The good news is that most Latin American countries saved money, found new export markets and kept inflation low during the good years. This has left them better prepared for the downturn.
Peru, Chile, Panama and Brazil seem best positioned to ride out the economic storm, analysts said.
Countries led by free-spending populist leaders could face a particularly difficult 2009.
Ecuador has defaulted on a portion of its foreign debt and seems to be turning inward.
Venezuela failed to diversify its oil-dependent economy and is facing a sharp slowdown from the global oil bust while experiencing Latin America's highest inflation rate, 30 percent.
Argentina is suffering from plummeting soybean prices, double-digit inflation and a scarcity of foreign investment.
Mexico and the Central American countries are facing an especially bleak 2009 because their economies are tied so directly to the US, whose economy is expected to contract in 2009.
Latin America grew by 4.6 percent in 2008 and 5.8 percent in 2007, the agency reports.

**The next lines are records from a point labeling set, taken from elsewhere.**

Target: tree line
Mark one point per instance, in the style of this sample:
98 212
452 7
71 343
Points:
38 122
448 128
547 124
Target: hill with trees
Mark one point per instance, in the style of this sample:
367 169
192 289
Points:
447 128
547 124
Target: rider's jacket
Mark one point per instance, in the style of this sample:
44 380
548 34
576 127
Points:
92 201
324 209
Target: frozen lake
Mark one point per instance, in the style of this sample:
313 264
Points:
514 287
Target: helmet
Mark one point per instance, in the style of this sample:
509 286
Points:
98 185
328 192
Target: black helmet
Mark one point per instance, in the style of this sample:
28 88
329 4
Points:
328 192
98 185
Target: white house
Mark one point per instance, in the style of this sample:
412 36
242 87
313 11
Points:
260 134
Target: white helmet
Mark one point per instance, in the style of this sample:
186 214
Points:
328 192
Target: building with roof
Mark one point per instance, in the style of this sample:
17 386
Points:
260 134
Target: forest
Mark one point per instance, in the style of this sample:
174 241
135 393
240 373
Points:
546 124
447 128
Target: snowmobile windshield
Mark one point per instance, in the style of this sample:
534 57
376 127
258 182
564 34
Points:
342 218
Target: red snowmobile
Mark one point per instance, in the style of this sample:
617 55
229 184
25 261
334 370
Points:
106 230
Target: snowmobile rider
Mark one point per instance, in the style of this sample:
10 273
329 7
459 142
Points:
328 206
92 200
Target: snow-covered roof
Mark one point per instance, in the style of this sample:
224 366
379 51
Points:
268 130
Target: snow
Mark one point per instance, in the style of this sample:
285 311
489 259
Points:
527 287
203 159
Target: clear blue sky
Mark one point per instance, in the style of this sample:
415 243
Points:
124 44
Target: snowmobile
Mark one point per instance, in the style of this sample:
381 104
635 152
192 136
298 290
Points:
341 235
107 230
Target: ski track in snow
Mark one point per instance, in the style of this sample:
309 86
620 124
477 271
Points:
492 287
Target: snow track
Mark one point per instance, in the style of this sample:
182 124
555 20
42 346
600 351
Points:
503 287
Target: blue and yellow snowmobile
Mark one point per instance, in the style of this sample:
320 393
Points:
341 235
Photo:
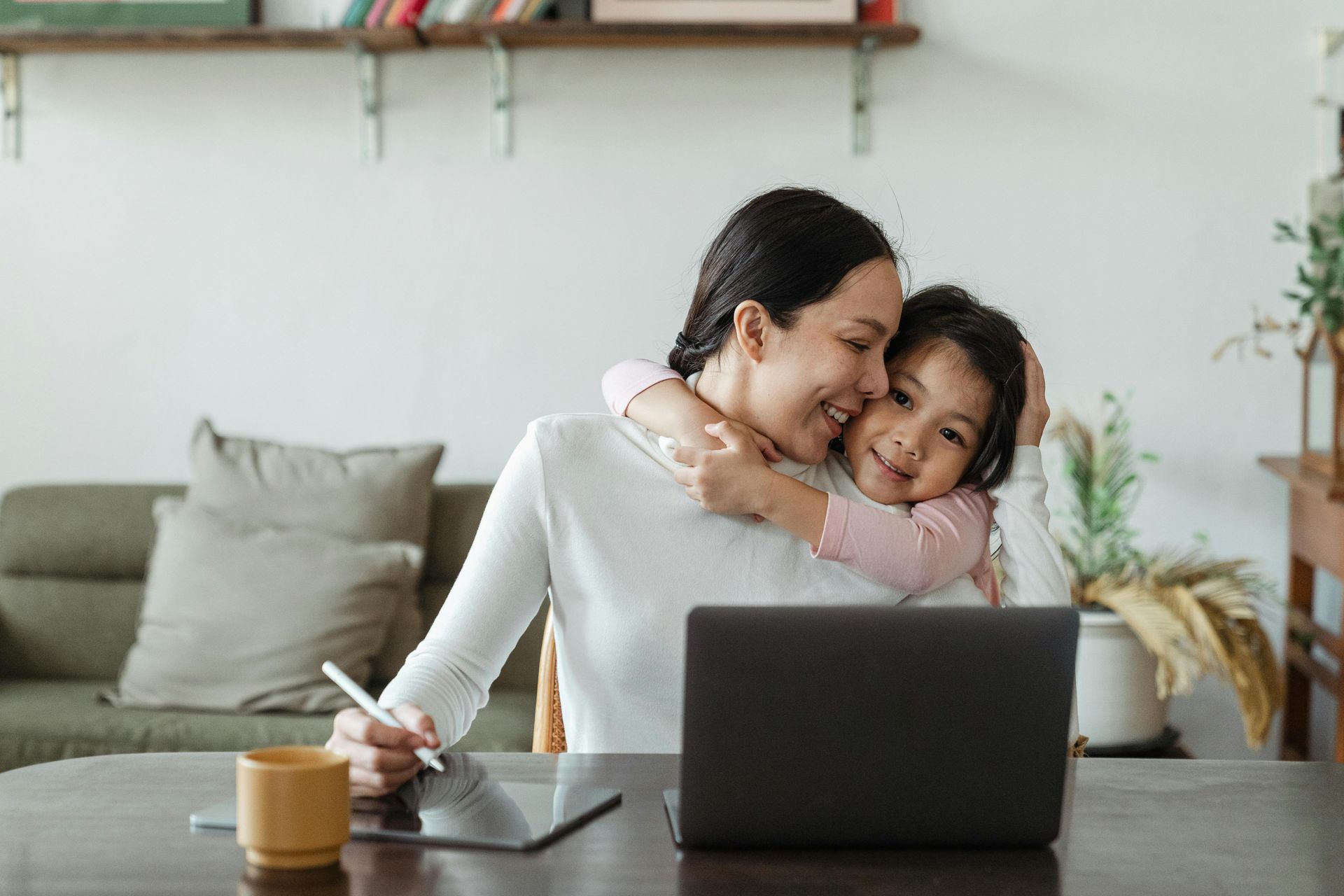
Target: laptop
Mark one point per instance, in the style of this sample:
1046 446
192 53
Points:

"One by one, the motors of growth are disappearing," Alicia Barcena, the agency's executive secretary, said in a December presentation in Santiago, where he ticked off a decline in those economic drivers: export growth, remittances, commodity prices and foreign investment.
In Brazil, the world's 10th biggest economy, sales of new cars, apartments and home appliances plummeted in October and haven't recovered.
Brazilian mining and metals firm Companhia Vale do Rio Doce, facing a sharp drop in demand for steel worldwide, already has laid off 1,000 workers in Brazil and announced a worldwide reduction of 30 million tons of iron ore production.